Velikovsky writes with telling irony in the preface: Worlds in Collision is a book of wars in the celestial spheres that took place in historical times.  In these wars the planet earth participated too.  What war doesn’t fit Velikovsky’s definition?  We have a distinct tendency to deify our causes so that the right for which we brandish arms and shed blood is always an antecedent of divinity.  While Velikovsky’s was a respected psychologist and psychoanalyst who played a role in the founding of the University of Jerusalem in Israel the scientific basis of his cosmological theories are more appropriate to the company of Plato and myth than the equally mystifying realm of current cosmological treatises derived from the physics of quanta and strings.  Nevertheless, he managed to conclude his preface to Worlds In Collision in 1949 with an eerily prophetic paragraph.

The years when Ages in Chaos and Worlds in Collision were written were years of world catastrophe created by man–of war that was fought on land, on sea, and in the air.  During that time man learned how to take apart a few of the bricks of which the universe is built–the atoms of uranium.  If one day he should solve the problem of the fission and fusion of the atoms of which the crust of the earth or its water and air are composed, he may perchance, by initiating a chain reaction, take this planet out of the struggle for survival among the members of the celestial sphere.

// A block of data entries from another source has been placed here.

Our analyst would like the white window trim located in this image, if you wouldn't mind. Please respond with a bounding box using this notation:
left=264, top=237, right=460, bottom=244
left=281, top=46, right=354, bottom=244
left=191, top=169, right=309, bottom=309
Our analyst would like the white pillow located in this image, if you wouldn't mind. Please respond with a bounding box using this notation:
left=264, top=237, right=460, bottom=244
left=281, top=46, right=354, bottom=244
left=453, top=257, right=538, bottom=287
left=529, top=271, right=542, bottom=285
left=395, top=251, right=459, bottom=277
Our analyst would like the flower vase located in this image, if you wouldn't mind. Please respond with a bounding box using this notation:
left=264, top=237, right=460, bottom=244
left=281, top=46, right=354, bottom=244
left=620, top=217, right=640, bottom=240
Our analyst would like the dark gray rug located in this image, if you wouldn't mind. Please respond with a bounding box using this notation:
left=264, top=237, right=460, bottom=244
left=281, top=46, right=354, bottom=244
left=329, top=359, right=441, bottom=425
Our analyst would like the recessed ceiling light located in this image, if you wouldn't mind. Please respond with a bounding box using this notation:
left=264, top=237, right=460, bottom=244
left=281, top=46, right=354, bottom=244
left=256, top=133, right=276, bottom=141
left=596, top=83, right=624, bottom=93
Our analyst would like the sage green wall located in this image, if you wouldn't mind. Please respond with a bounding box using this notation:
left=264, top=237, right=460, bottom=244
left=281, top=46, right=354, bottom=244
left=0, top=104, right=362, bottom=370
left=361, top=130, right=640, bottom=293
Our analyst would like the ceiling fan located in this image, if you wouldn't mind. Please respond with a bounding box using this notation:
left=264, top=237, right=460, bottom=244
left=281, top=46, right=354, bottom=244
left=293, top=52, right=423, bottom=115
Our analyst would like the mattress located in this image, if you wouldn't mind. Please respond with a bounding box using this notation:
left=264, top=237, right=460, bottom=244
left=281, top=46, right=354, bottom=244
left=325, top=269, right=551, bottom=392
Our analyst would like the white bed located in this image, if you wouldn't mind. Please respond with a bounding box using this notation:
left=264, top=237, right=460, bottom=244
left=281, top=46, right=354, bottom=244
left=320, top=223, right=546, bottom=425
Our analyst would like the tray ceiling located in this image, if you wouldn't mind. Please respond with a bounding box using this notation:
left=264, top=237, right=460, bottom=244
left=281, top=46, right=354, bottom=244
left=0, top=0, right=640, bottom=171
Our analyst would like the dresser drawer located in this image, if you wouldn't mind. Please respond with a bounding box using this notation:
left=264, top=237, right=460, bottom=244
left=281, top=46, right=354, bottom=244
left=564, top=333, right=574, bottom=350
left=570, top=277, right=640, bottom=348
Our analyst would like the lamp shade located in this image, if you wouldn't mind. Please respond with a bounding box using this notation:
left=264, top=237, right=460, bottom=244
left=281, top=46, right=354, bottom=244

It is inaccurate as well as disingenuous to apply Velikovsky’s cosmological analysis to current world events beyond the obvious coincidence of metaphor.  Although the collision of ideas and political entities may have worldwide implications it doesn’t follow necessarily that our folly will initiate a cosmological cataclysm.  Our tendency is to regard events in isolation which may translate to a state of disconnected naiveté where we find ourselves continually surprised by, and, immersed in, the catastrophes that recur with disquieting frequency.  The steady stream of revelations coming from Japan concerning all aspects of its nuclear reactor program is unnerving proof that our selective amnesia conceals the important details often suppressed in the rush to do business, especially when vast sums of money are involved.  The same could be said of our role (still largely undetermined and/or undeclared) in Libya.  After all with the proper application of casuistry and semantics we may actually put troops in Libya and engage in another war while subscribing to a completely humanitarian action.  Barack Obama is intelligent, a supremely gifted speaker, and perhaps too adept at convincing himself with nuance.  Perhaps we need to take a cue from Ockham and strop our razors and revisit the logic of medieval philosophy.